Import COP19/20 FAST ER Tool
Other
0 stars 1 forks source link

Issuing running map_dfr #3

Closed achafetz closed 5 years ago

achafetz commented 5 years ago

I'm having an issue with the below code, running run_fastR() on all the files. Some non-standardization is messing with this. Need to investigate later today. (has worked so far on a few one off files)

files <- list.files("C:/Users/achafetz/Downloads/FASTs 2-21-19", full.names = TRUE)
fast <- purrr::map_dfr(.x = files,
                       .f = ~ run_fastR(.x, "3 Initiative-E"))
jaliasd commented 5 years ago

FWIW, I have a problem with map_dfr throwing an error when I try to run it through multiple site-level MSDs.

> map( .x = makey_rds, .f = ~site.msd(.x)) Error: cannot allocate vector of size 22.6 Mb Called from: ifelse(. == "", NA, .) Error during wrapup: cannot allocate vector of size 32.0 Mb

I just cut and paste the completed files to a temp folder and re-run on the remaining .txts. I usually have to do this a few times with each run through the site level MSDs

jaliasd commented 5 years ago

This is the error I got when I tried to run run_fastR on just one of the files for "3 Initiative-E" tab as well

`> fast <- purrr::map_dfr(.x = files, .f = ~ run_fastR(.x, "3 Initiative-E"))

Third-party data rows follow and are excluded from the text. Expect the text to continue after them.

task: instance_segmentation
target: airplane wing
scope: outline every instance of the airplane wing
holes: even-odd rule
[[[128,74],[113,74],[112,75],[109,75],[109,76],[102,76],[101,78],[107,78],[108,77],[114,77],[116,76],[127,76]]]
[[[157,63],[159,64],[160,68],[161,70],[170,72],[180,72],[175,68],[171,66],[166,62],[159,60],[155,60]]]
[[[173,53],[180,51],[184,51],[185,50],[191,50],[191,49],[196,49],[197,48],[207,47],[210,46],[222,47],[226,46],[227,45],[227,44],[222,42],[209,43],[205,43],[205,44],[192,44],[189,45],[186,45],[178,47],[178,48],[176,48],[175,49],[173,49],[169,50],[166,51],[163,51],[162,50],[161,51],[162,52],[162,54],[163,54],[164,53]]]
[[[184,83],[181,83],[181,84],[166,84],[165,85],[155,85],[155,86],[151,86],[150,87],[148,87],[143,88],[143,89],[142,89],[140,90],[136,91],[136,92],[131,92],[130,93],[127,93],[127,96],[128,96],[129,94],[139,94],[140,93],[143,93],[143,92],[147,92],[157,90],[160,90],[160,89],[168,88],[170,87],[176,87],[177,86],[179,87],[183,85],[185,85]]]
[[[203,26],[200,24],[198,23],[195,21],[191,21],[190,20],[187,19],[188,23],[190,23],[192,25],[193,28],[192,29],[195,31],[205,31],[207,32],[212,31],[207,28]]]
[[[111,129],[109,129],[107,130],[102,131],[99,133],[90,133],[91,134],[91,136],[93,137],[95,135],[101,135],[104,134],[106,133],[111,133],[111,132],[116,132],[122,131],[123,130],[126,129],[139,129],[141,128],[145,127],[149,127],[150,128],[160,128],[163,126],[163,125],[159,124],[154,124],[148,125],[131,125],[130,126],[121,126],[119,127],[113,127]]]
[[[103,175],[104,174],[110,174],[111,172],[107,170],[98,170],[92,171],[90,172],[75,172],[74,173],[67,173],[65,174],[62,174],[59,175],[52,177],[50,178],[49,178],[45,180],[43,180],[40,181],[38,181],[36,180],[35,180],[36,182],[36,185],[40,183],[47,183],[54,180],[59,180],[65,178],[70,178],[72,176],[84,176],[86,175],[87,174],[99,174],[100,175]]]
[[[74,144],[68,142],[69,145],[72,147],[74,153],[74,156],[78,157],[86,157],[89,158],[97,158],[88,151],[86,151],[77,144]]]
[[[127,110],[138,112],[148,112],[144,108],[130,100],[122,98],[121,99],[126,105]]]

Error: Columns 69, 70, 71, 72, 73, ... cannot have NA as name`

jaliasd commented 5 years ago

And I'm still getting the same error on the "2 Intervention-E" tab. It's strange because I reinstalled the package and verified that identify_ou was referencing the correct cell (it was).

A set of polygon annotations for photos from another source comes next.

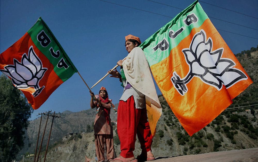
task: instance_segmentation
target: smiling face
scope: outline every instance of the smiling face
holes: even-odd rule
[[[107,96],[107,92],[104,90],[101,90],[99,92],[99,95],[103,98],[105,98]]]
[[[137,43],[136,43],[134,44],[132,42],[130,42],[129,40],[127,40],[125,42],[125,49],[128,53],[130,53],[134,48],[137,47],[138,45]]]

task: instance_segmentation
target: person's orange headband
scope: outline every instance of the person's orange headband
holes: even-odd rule
[[[140,40],[140,39],[139,38],[139,37],[137,37],[134,36],[133,35],[131,35],[130,34],[129,34],[127,36],[125,36],[126,42],[126,41],[128,39],[132,39],[136,40],[138,41],[140,43],[140,44],[142,43],[142,42],[141,42],[141,41]]]

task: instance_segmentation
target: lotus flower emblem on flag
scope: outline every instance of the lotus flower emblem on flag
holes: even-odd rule
[[[174,87],[182,96],[188,91],[186,84],[194,76],[219,91],[222,88],[223,84],[227,88],[240,80],[247,79],[241,71],[232,67],[236,64],[232,60],[221,58],[223,48],[212,51],[212,40],[209,38],[205,42],[206,40],[206,33],[201,30],[194,36],[189,48],[182,50],[189,70],[182,79],[174,72],[171,80]]]
[[[29,49],[28,57],[25,53],[20,62],[13,59],[13,64],[5,66],[5,70],[1,70],[1,72],[10,77],[18,89],[34,88],[36,91],[33,95],[34,97],[37,96],[45,87],[40,87],[38,84],[47,68],[42,67],[41,61],[35,54],[32,46]]]

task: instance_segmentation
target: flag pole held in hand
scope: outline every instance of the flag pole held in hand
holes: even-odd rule
[[[125,58],[124,58],[122,60],[123,61],[124,61],[124,60],[125,60],[125,59],[126,59],[126,57],[125,57]],[[118,66],[118,65],[116,65],[116,66],[115,66],[115,67],[113,67],[110,71],[110,73],[108,73],[108,73],[107,73],[106,74],[106,75],[105,75],[105,76],[103,76],[103,77],[102,77],[102,78],[101,79],[99,79],[99,80],[98,81],[98,82],[97,82],[97,83],[95,83],[95,84],[94,85],[93,85],[93,86],[92,86],[91,87],[91,88],[93,88],[93,87],[94,87],[96,85],[97,85],[98,84],[98,83],[99,82],[100,82],[101,81],[101,80],[103,80],[103,79],[104,78],[105,78],[108,75],[108,74],[110,74],[110,73],[111,73],[111,72],[112,72],[112,71],[113,71],[113,70],[115,70],[115,69],[116,68],[117,68],[117,67]]]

`> identify_ou function (df, filepath) { ou <- readxl::read_excel(filepath, sheet = "1 PLL", range = "G4") %>% names() df <- df %>% dplyr::mutate(operatingunit = ou) %>% dplyr::select(operatingunit, dplyr::everything()) } <bytecode: 0x00000000134801a8>

> fast <- purrr::map_dfr(.x = files, .f = ~ run_fastR(.x, "3 Initiative-E")) Error: Columns `69`, `70`, `71`, `72`, `73`, ... cannot have NA as name > #read in all FAST files and combine into one data frame > df_all <- map_dfr(.x = files, .f = ~ run_fastR(.x, "2 Intervention-E")) Error: Column `operatingunit` must be length 130 (the number of rows) or one, not 0`
achafetz commented 5 years ago

ugh, so there are 5 non-SGAC checked files in the bunch of 25. I had to convert the importing of the name to a new function and then check to see if the vector is a length of 0 (ie there is no OU name in the specified cell).

  #pull OU name from PLL sheet & store
  #ref cell changed with SGAC review to G4
  #if not, check in E4
    ou <- extract_ou(filepath, "G4")

    if(length(ou) == 0)
    ou <- extract_ou(filepath, "E4")

where extract_ou() is:

extract_ou <- function(filepath, cell){

  ou <- readxl::read_excel(filepath,
                     sheet = "1 PLL",
                     range = cell) %>%
    names()

  return(ou)

}

Updating the packaged in a bit and will close out when this is resolved.